Something told me Ruan Lingyu might be in Hell. Doormen in red-sequined devil outfits replete with glow-in-the-dark pitchforks were making a great show of selectivity, unlatching a velvet cordon to admit only the strange, the smart, and the striking — or anyone who arrived in a limousine.

“You!” One of the doormen had singled me out. “Visitor?”

“Is Ruan Lingyu here?” I asked.

“Of course,” he said. “And welcome to Hell.”

I took an escalator down, and a she-devil pressed her forehead to the ticket window and looked me over. Her only satanic accessories were elbow-length red gloves and a headband with pointed ears. “American, twenty-first century? The cover is” — she ran a red fingernail down a printed chart — “two hundred and nine dollars.”

I bent down and said into the louvered metal speaking hole, “I don’t have it. Is Ruan Lingyu here tonight?”

“Of course.” The cashier lowered her voice and leaned close to the glass.
You’re a visitor? Got any coins?”

I dug into my pocket and produced a dime and two nickels.

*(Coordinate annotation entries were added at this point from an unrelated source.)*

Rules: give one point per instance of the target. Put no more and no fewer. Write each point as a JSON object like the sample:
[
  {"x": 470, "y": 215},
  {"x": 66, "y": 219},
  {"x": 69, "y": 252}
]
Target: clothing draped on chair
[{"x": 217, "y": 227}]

That’s fine,” she said, quickly sweeping the coins into her own purse. Evidently the taxi driver wasn’t heaven’s only numismatist. “Welcome to Hell,” she added.

Another escalator led me down into a room whose modest neon sign read Purgatory. One devil stretched a man on the Rack; another, seated before his client like a manicurist, was inserting bamboo slits under the client’s fingernails. Near me a hooded devil with a salt-and-pepper growth of stubble was giving a man strapped into an electric chair a powerful current.